In the context of Hooke's Law, the spring constant, often denoted as \(k\), is a measure of a spring's stiffness. It is defined as the ratio of the force affecting the spring to the displacement caused by it. Mathematically, this relationship can be expressed using the equation \(F = kx\), where \(F\) refers to the force applied, \(k\) is the spring constant, and \(x\) is the displacement. In our scenario with the fish, the force due to the weight of the fish is equal to \(mg\), where \(m\) represents the mass and \(g\) is the gravitational acceleration.
To find the spring constant in this problem, we use the fact that when the fish reaches its equilibrium position, \(kd = mg\). From this equation, we can rearrange for \(k\):

• \(k = \frac{mg}{d}\)

This equation helps determine how much force is required to stretch the spring by a unit distance \(d\). A larger spring constant implies a stiffer spring, meaning it takes more force to stretch the spring by the same amount.

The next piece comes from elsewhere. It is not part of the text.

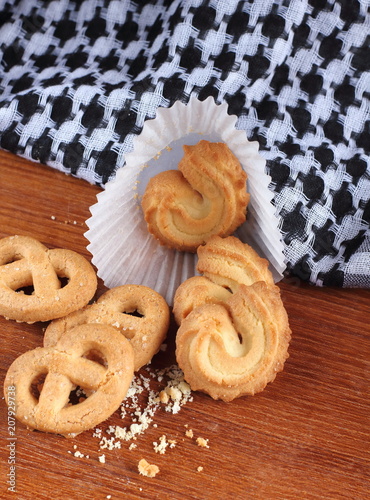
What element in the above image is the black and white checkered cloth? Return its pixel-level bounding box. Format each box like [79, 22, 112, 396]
[0, 0, 369, 288]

Energy conservation is a fundamental principle in physics. It states that energy cannot be created or destroyed, but it can change forms. In this problem, we apply energy conservation to the fish and spring system.
When the fish is allowed to fall freely, the gravitational potential energy it initially possesses is transformed into the spring's potential energy as the spring stretches to its maximum. This transformation is described by the equation:

• Initial gravitational potential energy: \(mgx\)
• Maximum spring potential energy: \(\frac{1}{2}kx^2\)

By setting these energies equal, we assume that no energy is lost to friction or air resistance:
\[mgx = \frac{1}{2}kx^2\]
This equivalence tells us that as the fish falls and stretches the spring, all the gravitational potential energy is converted into spring potential energy at the maximum stretch point.

Mechanical energy in this context refers to the sum of potential and kinetic energies within the system. Here, we specifically focus on potential energies since the fish starts from rest.

• Gravitational potential energy arises from the fish's height above the lowest point and is equal to \(mgx\), where \(x\) is the distance it falls.
• Spring potential energy is the energy stored due to the deformation of the spring, expressed as \(\frac{1}{2}kx^2\).

In this exercise, mechanical energy is conserved, meaning that the total mechanical energy remains constant throughout the fish's motion. Initially, all the energy is gravitational when the fall begins. As the spring stretches, it stores this energy as spring potential energy. By knowing the initial gravitational potential energy and using energy conservation, we can calculate the maximum stretch of the spring, which is found to be \(2d\). This conservation and transformation of mechanical energy explains how the system behaves as it progresses from a state of rest to its maximum stretch.